WINSLOW — Organizers of the Fourth of July celebration that draws tens of thousands of people here say the town is putting up financial barriers that could endanger the festivities, but municipal officials say they are only trying to make sure the event is safe and do not want to force it out of town.

The Winslow Family 4th of July, a multi-day event that’s been around for 25 years, includes a parade through town, live music, contests and fireworks at Fort Halifax Park, on the banks of the Kennebec River. The event is put on by volunteers and run by a nonprofit group with a board of directors.

Last June, organizers contacted Fairfield town officials to discuss moving the event there in the future, a discussion that was quickly cut short. Still, the perception persists that Winslow officials are tired of hosting the event, which draws about 70,000 people over three days — nearly 10 times Winslow’s population.

But now, with a hike in the estimate for the cost of police coverage for this year’s event, the celebration’s future is in question.

Kevin Douglass, chairman of the Winslow Family 4th of July Committee, the volunteer group that puts on the event, said the estimated $11,000 price for police coverage may be too high. The Winslow Police Department recently provided the group with that estimate for required police coverage, which is about $4,000 more than last year — in past years, such coverage has cost $4,000 to $7,000 — and possibly too much for the group to afford, Douglass said.

“They say the Fourth can be held there, but the bills are making it impossible for it to be held there,” Douglass said Friday.


It typically costs $50,000 to $60,000 in total to put on the event. Event organizers in past years have struggled to raise enough money in donations to help pay that cost and have had trouble attracting enough volunteers.

Winslow police Chief Shawn O’Leary said Friday there are several issues driving the increased cost of public safety coverage. Primarily, the extra money is needed to bring in up to six extra officers from nearby police departments to provide backup for the Winslow force, he said.

A state-funded Kennebec County underage drinking task force previously had provided the extra officers for the busiest nights of the celebration at no charge to the town or event, but that group disbanded in 2014, O’Leary said. Last year, O’Leary decided to go ahead without bringing in additional officers. But a driver leaving after the fireworks almost crashed into a group of people, making O’Leary realize more police coverage is needed.

“This year, we said we need to have some officers dealing with the crowds as they are exiting the park,” he said.

On top of the additional officers, Winslow has to bring in Kennebec County Sheriff’s Office deputies to patrol the town while the department’s officers cover the Fourth of July celebration.

A list of police requests sent to organizers included tower lights to illuminate a dark crosswalk on Bay Street across from the park and a requirement that they use several certified crossing guards, a request he has made for several years and even offered the group free training for guards.


The group’s reaction to the requests “really bothered me, because our requests were simply for public safety,” O’Leary said.

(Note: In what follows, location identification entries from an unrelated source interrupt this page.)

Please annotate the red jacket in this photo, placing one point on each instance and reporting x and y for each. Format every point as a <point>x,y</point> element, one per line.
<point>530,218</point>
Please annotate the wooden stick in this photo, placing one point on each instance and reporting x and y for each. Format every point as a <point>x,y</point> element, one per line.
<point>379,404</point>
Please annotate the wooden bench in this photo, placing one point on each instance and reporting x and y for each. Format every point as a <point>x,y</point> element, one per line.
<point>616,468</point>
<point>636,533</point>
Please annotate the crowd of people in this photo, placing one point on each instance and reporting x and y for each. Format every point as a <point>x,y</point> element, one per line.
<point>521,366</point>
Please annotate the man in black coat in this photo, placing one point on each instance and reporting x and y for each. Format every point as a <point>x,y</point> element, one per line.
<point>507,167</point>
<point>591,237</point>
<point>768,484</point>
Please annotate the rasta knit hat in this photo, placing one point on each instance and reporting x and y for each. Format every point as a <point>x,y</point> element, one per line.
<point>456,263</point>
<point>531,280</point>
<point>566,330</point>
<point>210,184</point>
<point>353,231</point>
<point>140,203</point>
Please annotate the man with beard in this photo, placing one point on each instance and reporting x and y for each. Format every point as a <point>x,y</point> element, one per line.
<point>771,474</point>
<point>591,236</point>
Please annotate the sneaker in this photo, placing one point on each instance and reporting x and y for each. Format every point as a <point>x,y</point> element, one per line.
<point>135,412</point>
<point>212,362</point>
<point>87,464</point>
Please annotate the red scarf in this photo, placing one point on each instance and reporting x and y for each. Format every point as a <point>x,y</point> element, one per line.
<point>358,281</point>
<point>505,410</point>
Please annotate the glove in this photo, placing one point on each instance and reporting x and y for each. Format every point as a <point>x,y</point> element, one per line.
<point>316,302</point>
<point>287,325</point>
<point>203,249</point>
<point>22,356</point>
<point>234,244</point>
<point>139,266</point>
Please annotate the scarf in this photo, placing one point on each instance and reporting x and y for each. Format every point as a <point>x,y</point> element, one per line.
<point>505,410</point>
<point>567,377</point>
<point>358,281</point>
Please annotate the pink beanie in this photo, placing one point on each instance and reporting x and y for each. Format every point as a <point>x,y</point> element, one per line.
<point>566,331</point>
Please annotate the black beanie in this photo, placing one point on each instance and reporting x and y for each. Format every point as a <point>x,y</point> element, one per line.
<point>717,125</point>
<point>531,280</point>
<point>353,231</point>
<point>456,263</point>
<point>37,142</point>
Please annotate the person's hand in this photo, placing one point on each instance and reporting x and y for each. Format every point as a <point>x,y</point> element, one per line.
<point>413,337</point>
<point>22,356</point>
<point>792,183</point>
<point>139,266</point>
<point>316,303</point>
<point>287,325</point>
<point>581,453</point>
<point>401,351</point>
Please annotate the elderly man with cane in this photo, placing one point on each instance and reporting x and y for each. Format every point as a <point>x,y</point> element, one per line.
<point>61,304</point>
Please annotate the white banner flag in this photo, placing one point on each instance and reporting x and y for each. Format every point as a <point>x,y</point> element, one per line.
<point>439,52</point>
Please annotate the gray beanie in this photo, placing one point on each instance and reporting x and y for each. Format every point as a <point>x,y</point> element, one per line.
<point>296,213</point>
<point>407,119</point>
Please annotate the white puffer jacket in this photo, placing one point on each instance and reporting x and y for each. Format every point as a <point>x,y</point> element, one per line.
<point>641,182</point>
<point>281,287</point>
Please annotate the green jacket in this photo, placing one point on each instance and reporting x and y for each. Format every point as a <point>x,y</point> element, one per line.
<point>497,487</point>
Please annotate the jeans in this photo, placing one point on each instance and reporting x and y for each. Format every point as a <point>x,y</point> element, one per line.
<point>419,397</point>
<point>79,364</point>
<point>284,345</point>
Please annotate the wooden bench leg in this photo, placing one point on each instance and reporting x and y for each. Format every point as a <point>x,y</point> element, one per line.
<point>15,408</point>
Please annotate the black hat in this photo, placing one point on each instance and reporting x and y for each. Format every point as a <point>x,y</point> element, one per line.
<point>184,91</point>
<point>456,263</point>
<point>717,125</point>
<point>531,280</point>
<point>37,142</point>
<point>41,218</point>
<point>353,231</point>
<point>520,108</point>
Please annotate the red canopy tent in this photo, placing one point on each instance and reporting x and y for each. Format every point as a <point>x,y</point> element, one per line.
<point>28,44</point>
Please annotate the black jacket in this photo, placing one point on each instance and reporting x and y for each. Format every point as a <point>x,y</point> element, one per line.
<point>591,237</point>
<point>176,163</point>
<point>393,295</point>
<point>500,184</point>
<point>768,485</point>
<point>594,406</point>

“I am entrusted with public safety for the entire town of Winslow and all of its residents,” he said. “It is important to me that everyone has a fun, enjoyable and safe experience.”

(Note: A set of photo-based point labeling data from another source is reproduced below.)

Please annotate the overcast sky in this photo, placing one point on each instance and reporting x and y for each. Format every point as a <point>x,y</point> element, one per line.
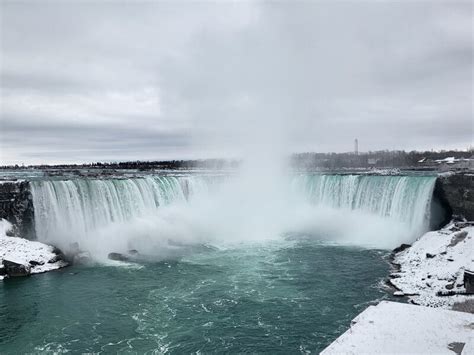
<point>88,81</point>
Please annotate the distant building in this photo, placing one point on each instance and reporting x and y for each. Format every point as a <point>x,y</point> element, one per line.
<point>373,161</point>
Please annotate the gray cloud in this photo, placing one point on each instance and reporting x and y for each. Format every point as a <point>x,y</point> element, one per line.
<point>85,81</point>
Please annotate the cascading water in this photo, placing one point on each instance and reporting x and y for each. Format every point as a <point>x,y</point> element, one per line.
<point>405,199</point>
<point>150,212</point>
<point>69,210</point>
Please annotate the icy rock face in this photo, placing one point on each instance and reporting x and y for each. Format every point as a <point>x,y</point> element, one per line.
<point>432,271</point>
<point>21,257</point>
<point>457,190</point>
<point>398,328</point>
<point>16,206</point>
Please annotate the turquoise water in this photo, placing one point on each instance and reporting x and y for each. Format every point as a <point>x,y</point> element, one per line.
<point>289,296</point>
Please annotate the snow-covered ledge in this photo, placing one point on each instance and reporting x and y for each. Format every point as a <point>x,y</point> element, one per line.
<point>431,271</point>
<point>20,256</point>
<point>398,328</point>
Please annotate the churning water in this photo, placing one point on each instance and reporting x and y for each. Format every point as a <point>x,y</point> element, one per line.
<point>227,264</point>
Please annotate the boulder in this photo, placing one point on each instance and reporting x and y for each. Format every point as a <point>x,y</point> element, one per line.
<point>14,269</point>
<point>400,248</point>
<point>56,258</point>
<point>117,257</point>
<point>469,281</point>
<point>36,263</point>
<point>82,258</point>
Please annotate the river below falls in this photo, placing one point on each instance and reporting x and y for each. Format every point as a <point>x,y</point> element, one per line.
<point>291,296</point>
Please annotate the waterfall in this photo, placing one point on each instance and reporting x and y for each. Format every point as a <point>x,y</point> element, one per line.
<point>79,206</point>
<point>406,199</point>
<point>80,209</point>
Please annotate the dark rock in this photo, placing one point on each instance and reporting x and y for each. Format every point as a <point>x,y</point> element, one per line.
<point>57,251</point>
<point>117,256</point>
<point>456,347</point>
<point>469,281</point>
<point>401,248</point>
<point>82,258</point>
<point>457,191</point>
<point>36,263</point>
<point>14,269</point>
<point>16,206</point>
<point>56,258</point>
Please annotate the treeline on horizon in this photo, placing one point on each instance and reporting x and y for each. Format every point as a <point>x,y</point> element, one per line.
<point>385,158</point>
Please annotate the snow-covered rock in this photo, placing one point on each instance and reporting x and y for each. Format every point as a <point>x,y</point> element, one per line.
<point>435,264</point>
<point>398,328</point>
<point>36,257</point>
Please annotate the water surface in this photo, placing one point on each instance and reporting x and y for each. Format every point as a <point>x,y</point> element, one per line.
<point>280,297</point>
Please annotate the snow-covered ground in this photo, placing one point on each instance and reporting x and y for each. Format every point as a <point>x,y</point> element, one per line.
<point>398,328</point>
<point>22,251</point>
<point>436,262</point>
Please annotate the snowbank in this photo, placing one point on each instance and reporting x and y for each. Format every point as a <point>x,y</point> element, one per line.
<point>436,263</point>
<point>399,328</point>
<point>36,256</point>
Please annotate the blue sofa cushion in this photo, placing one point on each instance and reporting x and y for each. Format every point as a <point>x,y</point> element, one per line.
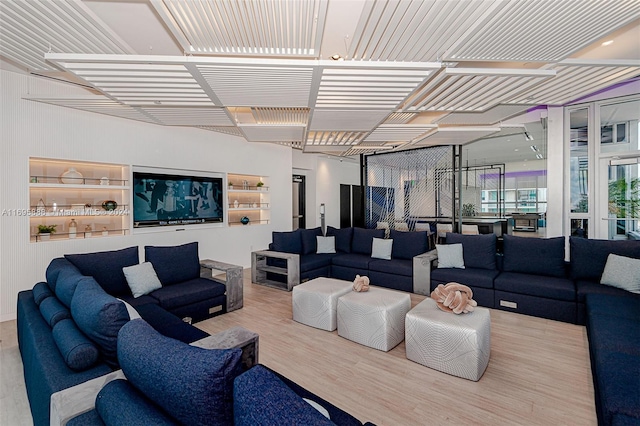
<point>353,260</point>
<point>287,242</point>
<point>310,262</point>
<point>40,292</point>
<point>402,267</point>
<point>583,288</point>
<point>261,398</point>
<point>343,238</point>
<point>174,264</point>
<point>589,257</point>
<point>53,311</point>
<point>473,277</point>
<point>309,241</point>
<point>537,256</point>
<point>536,285</point>
<point>362,241</point>
<point>193,385</point>
<point>76,350</point>
<point>67,282</point>
<point>479,251</point>
<point>406,245</point>
<point>106,267</point>
<point>100,316</point>
<point>188,292</point>
<point>53,270</point>
<point>118,403</point>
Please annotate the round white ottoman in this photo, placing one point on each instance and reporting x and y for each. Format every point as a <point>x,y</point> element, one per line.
<point>373,318</point>
<point>459,345</point>
<point>314,302</point>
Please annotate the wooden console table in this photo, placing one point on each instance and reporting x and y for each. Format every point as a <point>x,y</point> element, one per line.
<point>259,269</point>
<point>233,280</point>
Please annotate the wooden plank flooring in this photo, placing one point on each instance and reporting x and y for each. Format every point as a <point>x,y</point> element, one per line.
<point>538,374</point>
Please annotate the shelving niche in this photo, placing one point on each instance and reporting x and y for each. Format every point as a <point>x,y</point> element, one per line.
<point>246,198</point>
<point>80,198</point>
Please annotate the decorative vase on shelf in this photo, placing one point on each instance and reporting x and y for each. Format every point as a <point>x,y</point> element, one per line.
<point>73,228</point>
<point>71,176</point>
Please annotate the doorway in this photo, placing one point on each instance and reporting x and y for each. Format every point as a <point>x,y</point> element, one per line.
<point>299,202</point>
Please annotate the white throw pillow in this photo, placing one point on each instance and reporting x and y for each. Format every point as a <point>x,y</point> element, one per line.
<point>381,248</point>
<point>141,278</point>
<point>450,256</point>
<point>326,244</point>
<point>622,272</point>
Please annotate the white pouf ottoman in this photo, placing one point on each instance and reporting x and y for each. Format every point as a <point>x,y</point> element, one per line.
<point>314,302</point>
<point>373,318</point>
<point>459,345</point>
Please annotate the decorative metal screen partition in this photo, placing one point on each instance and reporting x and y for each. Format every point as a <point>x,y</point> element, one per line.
<point>406,187</point>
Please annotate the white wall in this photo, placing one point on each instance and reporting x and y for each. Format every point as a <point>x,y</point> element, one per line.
<point>32,129</point>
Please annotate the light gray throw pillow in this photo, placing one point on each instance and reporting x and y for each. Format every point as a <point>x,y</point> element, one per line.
<point>142,278</point>
<point>381,248</point>
<point>450,256</point>
<point>326,244</point>
<point>622,272</point>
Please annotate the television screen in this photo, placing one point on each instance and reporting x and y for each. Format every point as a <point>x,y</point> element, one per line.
<point>169,199</point>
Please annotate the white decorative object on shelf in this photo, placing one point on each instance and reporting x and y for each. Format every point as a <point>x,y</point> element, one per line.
<point>73,228</point>
<point>71,176</point>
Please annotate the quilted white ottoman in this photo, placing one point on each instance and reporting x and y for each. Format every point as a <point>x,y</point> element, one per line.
<point>314,302</point>
<point>459,345</point>
<point>373,318</point>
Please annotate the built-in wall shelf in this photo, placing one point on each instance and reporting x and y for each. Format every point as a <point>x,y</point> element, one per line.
<point>62,190</point>
<point>248,197</point>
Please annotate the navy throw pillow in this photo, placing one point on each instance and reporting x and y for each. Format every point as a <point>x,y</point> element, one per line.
<point>106,268</point>
<point>193,385</point>
<point>77,351</point>
<point>589,257</point>
<point>40,292</point>
<point>100,317</point>
<point>309,240</point>
<point>343,238</point>
<point>287,242</point>
<point>538,256</point>
<point>363,239</point>
<point>174,264</point>
<point>479,251</point>
<point>407,245</point>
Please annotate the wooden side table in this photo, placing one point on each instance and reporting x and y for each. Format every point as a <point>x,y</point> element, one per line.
<point>234,337</point>
<point>233,281</point>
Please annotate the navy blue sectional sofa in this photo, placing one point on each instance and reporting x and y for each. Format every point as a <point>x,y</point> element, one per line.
<point>353,255</point>
<point>203,386</point>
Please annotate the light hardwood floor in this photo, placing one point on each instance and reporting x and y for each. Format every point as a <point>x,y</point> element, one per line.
<point>538,373</point>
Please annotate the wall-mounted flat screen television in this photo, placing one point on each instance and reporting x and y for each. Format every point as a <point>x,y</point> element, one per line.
<point>161,199</point>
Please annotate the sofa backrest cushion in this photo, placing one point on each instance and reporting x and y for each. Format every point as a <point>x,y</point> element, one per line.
<point>40,292</point>
<point>78,352</point>
<point>343,238</point>
<point>406,245</point>
<point>53,270</point>
<point>362,241</point>
<point>106,268</point>
<point>479,250</point>
<point>309,239</point>
<point>53,311</point>
<point>100,317</point>
<point>287,242</point>
<point>193,385</point>
<point>537,256</point>
<point>589,257</point>
<point>174,264</point>
<point>67,282</point>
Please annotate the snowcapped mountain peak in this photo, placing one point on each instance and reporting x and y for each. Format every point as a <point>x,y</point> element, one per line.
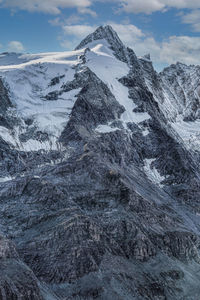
<point>106,33</point>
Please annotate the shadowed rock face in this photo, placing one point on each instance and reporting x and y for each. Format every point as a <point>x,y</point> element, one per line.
<point>113,212</point>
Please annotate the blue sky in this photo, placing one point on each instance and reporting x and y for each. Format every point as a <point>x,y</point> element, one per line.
<point>167,29</point>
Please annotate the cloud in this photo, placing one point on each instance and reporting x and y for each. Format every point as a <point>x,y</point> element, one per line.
<point>15,46</point>
<point>182,48</point>
<point>48,6</point>
<point>192,18</point>
<point>150,6</point>
<point>78,31</point>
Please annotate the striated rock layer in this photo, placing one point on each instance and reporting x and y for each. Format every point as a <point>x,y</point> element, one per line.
<point>99,184</point>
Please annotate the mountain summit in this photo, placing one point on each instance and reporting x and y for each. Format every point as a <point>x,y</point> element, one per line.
<point>99,175</point>
<point>106,33</point>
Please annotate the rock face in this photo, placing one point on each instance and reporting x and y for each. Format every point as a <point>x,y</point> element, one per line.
<point>99,185</point>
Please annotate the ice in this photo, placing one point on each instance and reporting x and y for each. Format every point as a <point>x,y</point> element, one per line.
<point>105,129</point>
<point>104,64</point>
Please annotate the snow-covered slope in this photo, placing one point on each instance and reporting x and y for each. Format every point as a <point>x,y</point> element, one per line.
<point>30,79</point>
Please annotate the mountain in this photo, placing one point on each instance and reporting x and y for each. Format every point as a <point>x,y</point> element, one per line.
<point>99,184</point>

He said suggestions that the town is increasing the event cost to force it out of town are not true. “I think there is so much miscommunication going on,” he added.

That confusion was front and center at Monday night’s Town Council meeting, when about a dozen volunteers complained that town officials were using high costs to close the celebration down.

Some accused Town Manager Mike Heavener and others of using deception to confuse the situation.

Sheila Gaulin, a longtime event volunteer, said, “If you want us to leave, that is a sure way to get rid of us, to make sure we cannot afford it.”


Gaulin and others objected to what they called a list of demands from the Police Department, including having street lighting and trained crossing guards at this year’s event, with the possibility that the group’s event permit could be revoked if it didn’t meet the requirements.

“I really don’t want to put 100 hours in and then have my permit pulled,” Gaulin said.

Aside from a perception that the town is intentionally making it harder to hold the Fourth of July event, organizers complain the town has sent mixed messages and communicated badly with the group. Members of the organizing committee on Monday said town officials had not attended its meetings or reached out to work out any issues.

“We just need to be on the same page,” Gaulin said.

But councilors on Monday said the town had made it clear to Douglass what was expected, and explained why the cost of police services was increasing. The miscommunication was largely internal to the committee, they contended.

“It seems to me that there is a disconnect between Kevin and the rest of the committee,” Councilor Ray Caron said. Councilor Steve Russel echoed his point, saying that a lack of communication among the organizers led to innuendos and half-truths.


On Friday, Douglass said he felt as though he was being blamed for the problems. Organizers thought they were being forced into a political game, he said.

“They want their voice heard and they want to have people understand that it is a constant battle to put it on every year,” Douglass said. “I want no more fighting. I want no more of this sneaky back-door crap. If you don’t want it, just say you don’t want it.”

The event committee and the board of directors are still discussing whether to move the event to another community and how it could afford to keep it in Winslow, he added.

“At this point, it is all up in the air as to what we will do,” Douglass said.